2001 – She sided with a federal prisoner who sued a contractor running the facility because guards allegedly made him climb stairs, despite knowing he had a heart condition. He later had a heart attack. The man was in a halfway house for securities fraud. Sotomayor concluded, under her reading of a 1971 Scotus precedent, contractors could be sued the same as federal employees. Scotus later reversed.
2005 – Judge allowed a class action suit by Merrill Lynch shareholders who alleged fraud by company officials. Scotus in 2006 unanimously overturned, concluding federal law gave enforcement power to SEC, leaving no venue for lawsuits under state fraud laws.
On the other hand:
In King v.
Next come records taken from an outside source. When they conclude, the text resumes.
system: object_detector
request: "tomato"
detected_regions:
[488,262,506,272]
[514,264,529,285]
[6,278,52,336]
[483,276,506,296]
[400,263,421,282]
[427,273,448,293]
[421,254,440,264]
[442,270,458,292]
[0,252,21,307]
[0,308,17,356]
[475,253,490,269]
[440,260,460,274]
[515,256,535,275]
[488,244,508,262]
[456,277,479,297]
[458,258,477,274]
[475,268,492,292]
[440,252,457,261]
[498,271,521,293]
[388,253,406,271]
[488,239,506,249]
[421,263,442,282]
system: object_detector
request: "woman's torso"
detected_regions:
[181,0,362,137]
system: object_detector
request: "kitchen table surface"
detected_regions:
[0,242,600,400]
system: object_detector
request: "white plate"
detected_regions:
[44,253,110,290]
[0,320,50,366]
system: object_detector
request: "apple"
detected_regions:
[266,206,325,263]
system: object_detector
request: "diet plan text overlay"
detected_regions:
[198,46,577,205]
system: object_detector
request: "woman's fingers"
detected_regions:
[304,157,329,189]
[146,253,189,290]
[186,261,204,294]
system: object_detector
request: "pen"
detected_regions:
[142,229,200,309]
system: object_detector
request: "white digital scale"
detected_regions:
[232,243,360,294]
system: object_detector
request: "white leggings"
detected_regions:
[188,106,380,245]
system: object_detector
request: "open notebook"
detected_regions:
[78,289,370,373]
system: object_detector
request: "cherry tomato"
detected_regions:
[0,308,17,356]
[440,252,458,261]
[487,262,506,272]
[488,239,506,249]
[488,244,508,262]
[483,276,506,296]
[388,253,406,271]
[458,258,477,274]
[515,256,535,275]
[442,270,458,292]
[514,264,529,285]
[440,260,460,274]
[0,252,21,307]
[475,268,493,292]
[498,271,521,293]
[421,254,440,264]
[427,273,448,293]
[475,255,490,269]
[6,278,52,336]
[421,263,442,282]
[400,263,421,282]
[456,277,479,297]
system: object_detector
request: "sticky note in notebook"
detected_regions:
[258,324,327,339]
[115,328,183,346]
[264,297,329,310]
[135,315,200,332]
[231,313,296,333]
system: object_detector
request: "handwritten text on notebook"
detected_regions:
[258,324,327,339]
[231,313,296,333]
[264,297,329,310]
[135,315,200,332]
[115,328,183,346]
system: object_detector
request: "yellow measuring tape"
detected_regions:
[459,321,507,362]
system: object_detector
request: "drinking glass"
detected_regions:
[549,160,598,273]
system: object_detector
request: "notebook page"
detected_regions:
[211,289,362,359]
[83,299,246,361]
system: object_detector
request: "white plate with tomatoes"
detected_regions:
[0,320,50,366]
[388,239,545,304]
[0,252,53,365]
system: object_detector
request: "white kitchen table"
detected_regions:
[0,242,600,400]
American Airlines in 2002, she ruled against a black couple who claimed they were kicked off their flight because of their race. Sotomayor said the case was pre-empted by international law governing air travel.
Ruled against Wendy Norville a black nurse in 1999 who claimed workplace discrimination after being fired. The worker said her age, race and a debilitating injury were the result. Sotomayor threw out the race and age claims, but allowed the claim on disability to proceed to trial.
In 2006 she ruled against investors who claimed Wall Street Banks were price-fixing IPOs. She agreed with the majority the class-action could not proceed, nullifying earlier settlements that would have benefited investors to the tune of $1 billion.
Bottom line: I found no obvious pattern in her rulings suggesting that she is consistently or overly sympathetic to “the little” guy, or any particular gender, race, ethnicity, etc. Her off-the-bench speeches/remarks reveal personal thoughts that some might find objectionable, but her rulings do not reveal an overt bias.